After the failed plot, Yemen intensified an offensive against al-Qaida with the help of U.S. counterterrorism aid and training.

The new visa rules come a day after Britain suspended direct flights to Yemen’s capital, San’a, in response to the growing threat from al-Qaida-affiliated militants based in the country.

It also follows a new U.S. Senate report quoting American law enforcement authorities as saying they believe as many as three dozen Americans who converted to Islam in prison have traveled to Yemen, possibly to train with al-Qaida.

The September 26 newspaper, run by Yemen’s Defense Ministry, confirmed the new visa rules and said the earlier policy allowing some visitors to get visas upon landing at the airport was meant to encourage tourism.

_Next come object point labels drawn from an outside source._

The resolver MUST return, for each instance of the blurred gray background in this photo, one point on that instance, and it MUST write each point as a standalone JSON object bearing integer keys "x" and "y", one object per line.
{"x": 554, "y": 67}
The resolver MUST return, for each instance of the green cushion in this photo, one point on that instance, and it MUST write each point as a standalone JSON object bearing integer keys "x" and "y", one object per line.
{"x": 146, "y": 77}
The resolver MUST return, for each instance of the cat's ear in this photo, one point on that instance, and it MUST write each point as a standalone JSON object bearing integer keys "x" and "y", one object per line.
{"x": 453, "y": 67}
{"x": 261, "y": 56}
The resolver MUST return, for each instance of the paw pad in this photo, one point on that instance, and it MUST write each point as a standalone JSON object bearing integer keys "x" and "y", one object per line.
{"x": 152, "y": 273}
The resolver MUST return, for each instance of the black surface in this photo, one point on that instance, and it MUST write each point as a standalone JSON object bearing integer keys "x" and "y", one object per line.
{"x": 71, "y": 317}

A counterterrorism official said travelers from North America, Europe, Australia, Japan and Persian Gulf nations will now be subject to the new order. Travelers from other countries either do not need visas or were already required to apply for them at Yemeni embassies.

Airport officials say the decision has not yet gone into effect. The officials spoke on condition of anonymity because they were not authorized to speak to the press.

Hundreds of militants are believed to be roaming lawless regions of the mountainous nation, sometimes under the protection of powerful local tribes that have their own grievances with the government.

According to the Senate report, a copy of which was obtained by The Associated Press Tuesday, several of the Americans believed to have traveled to Yemen have “dropped off the radar” for weeks at a time and continue to carry U.S. passports.

Yemen, an impoverished country with a weak government whose authority does not extend far outside the capital, is Osama bin Laden’s ancestral homeland. The offshoot al-Qaida in the Arabian Peninsula was formed a year ago when Yemen and Saudi militant groups merged.